Like most taxes it's possible to do a progressive property tax, where the more your properties are collectively worth the higher rate of tax you pay. This doesn't sound like what is being proposed here, but it is very-much possible and hopefully it gets changed before it's passed.
Done right this will leave owner/occupiers in the same state they are in now, mildly reduce the profitability of small time landlords and make large scale landlords financial nonsense viable forcing them to sell.
The actual risk is that because it lowers house prices by artificially reducing the demand it won't encourage housebuilding which is the only real solution when more people want or need to live in a place than there is housing.
That said, I am optimistic this increases supply enough by forcing sales of under occupied properties to offset the reduction in built supply.
I'm pretty sure property taxes aren't progressive and I'm baffled as to why.
Make it so like the first 100k is taxed low, and then ramp up so people with millions of property pay through the nose.
What the fuck is a "middle class?" We don't have one of those anymore.
I'm increasingly of the belief that we never had a middle class, just a fiction of one
It depends who you ask, but I tend to hold that the middle class is somewhere between plumbers with a sole proprietorship and petit-bourgeois family businesses up to a point. They do still exist, but it's such a vanishingly small class I'm not exactly sure why I as a worker should be expected to defend their interests when they so rarely defend mine.
Middle Class isn't real. You are either a renter or an owner, property tax increase along with a rent ceiling and a vacancy tax only affects the owners.
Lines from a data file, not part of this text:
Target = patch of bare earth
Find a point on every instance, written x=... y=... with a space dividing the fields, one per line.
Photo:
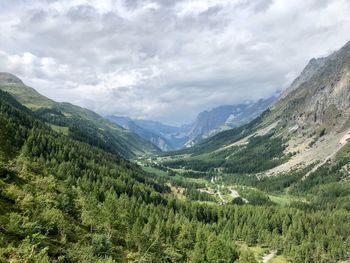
x=320 y=152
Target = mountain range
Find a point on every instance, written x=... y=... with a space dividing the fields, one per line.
x=206 y=124
x=307 y=126
x=77 y=122
x=274 y=188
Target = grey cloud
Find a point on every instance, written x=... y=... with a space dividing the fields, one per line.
x=164 y=59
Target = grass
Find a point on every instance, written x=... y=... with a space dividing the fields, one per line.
x=63 y=130
x=278 y=259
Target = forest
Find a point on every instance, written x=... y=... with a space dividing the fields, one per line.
x=67 y=200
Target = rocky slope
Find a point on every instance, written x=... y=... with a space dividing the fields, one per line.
x=206 y=124
x=311 y=120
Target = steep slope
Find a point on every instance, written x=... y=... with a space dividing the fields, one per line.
x=62 y=200
x=222 y=118
x=147 y=134
x=309 y=124
x=206 y=124
x=79 y=123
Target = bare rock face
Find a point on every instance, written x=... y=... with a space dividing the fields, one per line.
x=7 y=78
x=321 y=94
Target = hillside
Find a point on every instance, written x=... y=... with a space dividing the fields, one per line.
x=308 y=124
x=154 y=134
x=63 y=200
x=79 y=123
x=206 y=124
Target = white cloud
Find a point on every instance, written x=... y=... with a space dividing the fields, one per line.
x=164 y=59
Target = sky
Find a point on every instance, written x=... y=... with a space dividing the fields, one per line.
x=166 y=60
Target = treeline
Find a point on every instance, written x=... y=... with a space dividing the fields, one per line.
x=62 y=200
x=260 y=154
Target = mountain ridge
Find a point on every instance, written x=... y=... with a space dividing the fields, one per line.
x=74 y=120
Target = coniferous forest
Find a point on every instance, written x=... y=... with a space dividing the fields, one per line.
x=188 y=131
x=64 y=200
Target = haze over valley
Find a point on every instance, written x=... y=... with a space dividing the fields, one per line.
x=175 y=131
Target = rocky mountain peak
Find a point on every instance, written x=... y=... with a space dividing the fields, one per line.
x=8 y=78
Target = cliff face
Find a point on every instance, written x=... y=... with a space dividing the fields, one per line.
x=322 y=96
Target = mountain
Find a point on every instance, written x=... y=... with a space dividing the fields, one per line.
x=227 y=117
x=64 y=200
x=307 y=126
x=206 y=124
x=79 y=123
x=153 y=133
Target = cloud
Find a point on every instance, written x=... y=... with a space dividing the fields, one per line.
x=162 y=59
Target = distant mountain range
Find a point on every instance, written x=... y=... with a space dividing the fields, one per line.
x=308 y=126
x=76 y=122
x=206 y=124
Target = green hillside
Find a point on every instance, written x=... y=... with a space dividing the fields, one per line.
x=63 y=200
x=82 y=124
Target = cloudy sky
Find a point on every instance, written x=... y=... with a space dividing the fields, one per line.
x=165 y=59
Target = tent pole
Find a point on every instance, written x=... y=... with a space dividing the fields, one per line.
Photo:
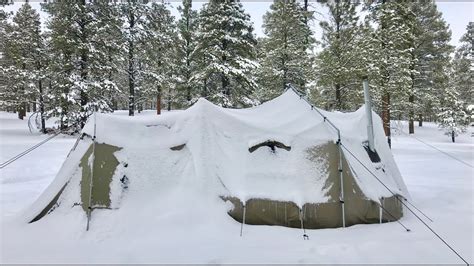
x=380 y=210
x=341 y=178
x=305 y=236
x=89 y=207
x=243 y=221
x=368 y=111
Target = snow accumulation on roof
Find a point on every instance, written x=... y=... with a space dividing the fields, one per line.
x=216 y=160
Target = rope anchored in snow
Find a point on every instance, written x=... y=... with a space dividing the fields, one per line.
x=18 y=156
x=406 y=206
x=441 y=151
x=380 y=181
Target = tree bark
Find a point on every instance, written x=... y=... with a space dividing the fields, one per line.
x=338 y=97
x=158 y=104
x=158 y=101
x=386 y=116
x=411 y=115
x=41 y=106
x=22 y=110
x=131 y=69
x=83 y=66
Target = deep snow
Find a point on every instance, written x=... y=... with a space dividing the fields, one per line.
x=440 y=186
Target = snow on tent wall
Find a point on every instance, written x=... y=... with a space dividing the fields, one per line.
x=215 y=158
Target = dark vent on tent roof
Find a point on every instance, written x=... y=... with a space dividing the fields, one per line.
x=271 y=144
x=373 y=155
x=178 y=148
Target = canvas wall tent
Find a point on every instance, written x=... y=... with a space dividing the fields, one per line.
x=278 y=163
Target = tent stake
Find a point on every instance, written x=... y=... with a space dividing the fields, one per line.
x=243 y=221
x=305 y=236
x=89 y=208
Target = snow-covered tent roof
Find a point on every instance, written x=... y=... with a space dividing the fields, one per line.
x=266 y=152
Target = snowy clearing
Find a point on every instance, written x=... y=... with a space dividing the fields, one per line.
x=440 y=186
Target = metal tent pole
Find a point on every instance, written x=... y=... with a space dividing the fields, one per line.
x=243 y=221
x=341 y=178
x=89 y=207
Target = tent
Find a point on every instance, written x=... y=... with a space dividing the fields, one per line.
x=279 y=163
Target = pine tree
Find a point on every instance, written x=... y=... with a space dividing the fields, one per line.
x=226 y=51
x=134 y=16
x=158 y=66
x=463 y=67
x=285 y=49
x=186 y=61
x=452 y=118
x=340 y=61
x=430 y=55
x=79 y=60
x=389 y=51
x=23 y=50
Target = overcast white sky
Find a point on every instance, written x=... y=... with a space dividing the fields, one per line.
x=456 y=13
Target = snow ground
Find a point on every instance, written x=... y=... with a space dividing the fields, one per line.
x=440 y=186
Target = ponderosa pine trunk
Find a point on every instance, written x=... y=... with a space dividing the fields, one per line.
x=41 y=106
x=411 y=115
x=386 y=117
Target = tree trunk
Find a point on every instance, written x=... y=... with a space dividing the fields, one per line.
x=41 y=106
x=22 y=111
x=386 y=117
x=338 y=97
x=158 y=103
x=83 y=66
x=131 y=69
x=411 y=115
x=169 y=98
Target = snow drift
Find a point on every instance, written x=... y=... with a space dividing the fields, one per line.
x=278 y=162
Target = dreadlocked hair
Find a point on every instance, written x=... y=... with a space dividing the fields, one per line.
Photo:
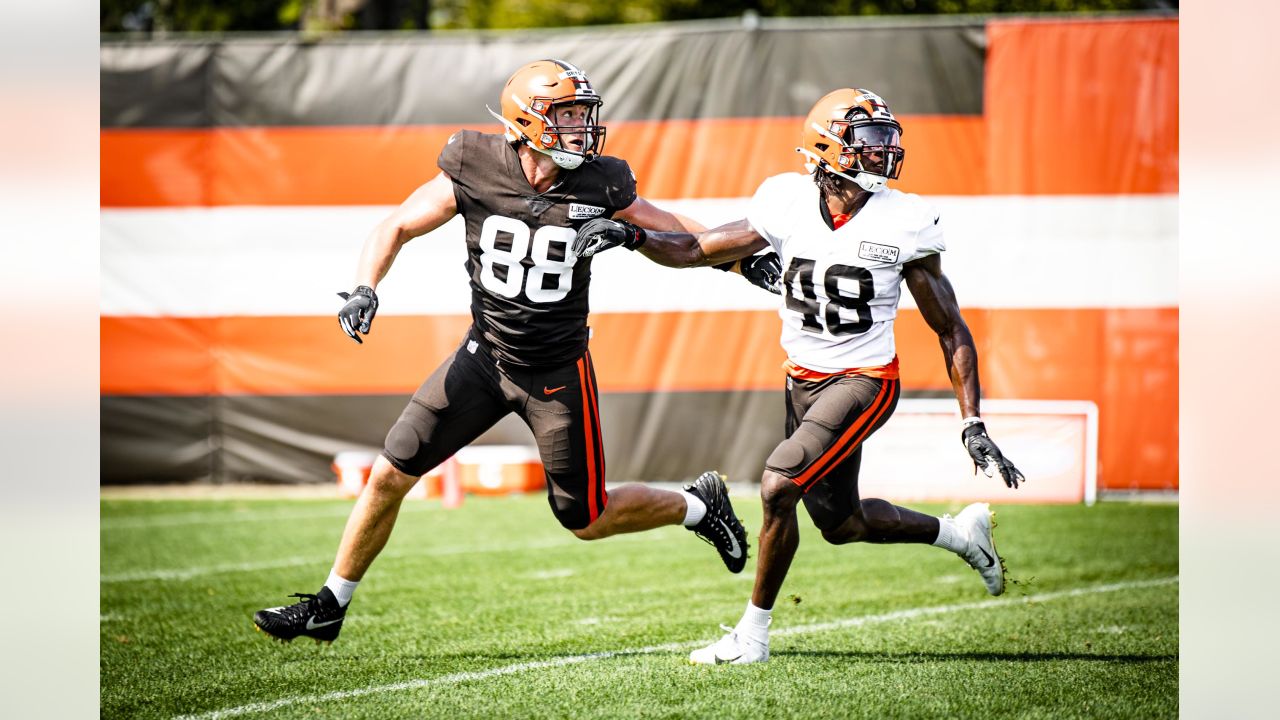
x=826 y=182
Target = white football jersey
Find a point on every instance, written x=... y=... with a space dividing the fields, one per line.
x=841 y=287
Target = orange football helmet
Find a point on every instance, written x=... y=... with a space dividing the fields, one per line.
x=851 y=133
x=529 y=100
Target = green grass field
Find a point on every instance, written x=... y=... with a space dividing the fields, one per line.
x=494 y=611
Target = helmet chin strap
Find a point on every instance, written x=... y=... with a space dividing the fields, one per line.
x=567 y=160
x=869 y=182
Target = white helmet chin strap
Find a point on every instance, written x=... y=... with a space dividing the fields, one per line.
x=869 y=182
x=567 y=160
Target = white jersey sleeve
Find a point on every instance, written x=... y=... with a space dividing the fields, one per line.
x=928 y=237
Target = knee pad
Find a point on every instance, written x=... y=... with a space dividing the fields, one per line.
x=571 y=513
x=787 y=458
x=571 y=509
x=405 y=445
I'm considered middle class despite being something like in the top 10% of earners in the US and I don't own any property. I don't know if I could afford to own property with their current prices. I'm not certain property taxes hit the middle class as much as they might have back when my parents were in their prime. Of course it still hits a percentage of the middle class, but I'm suggesting that percentage is shrinking and smaller than the revenue it would generate from the rich.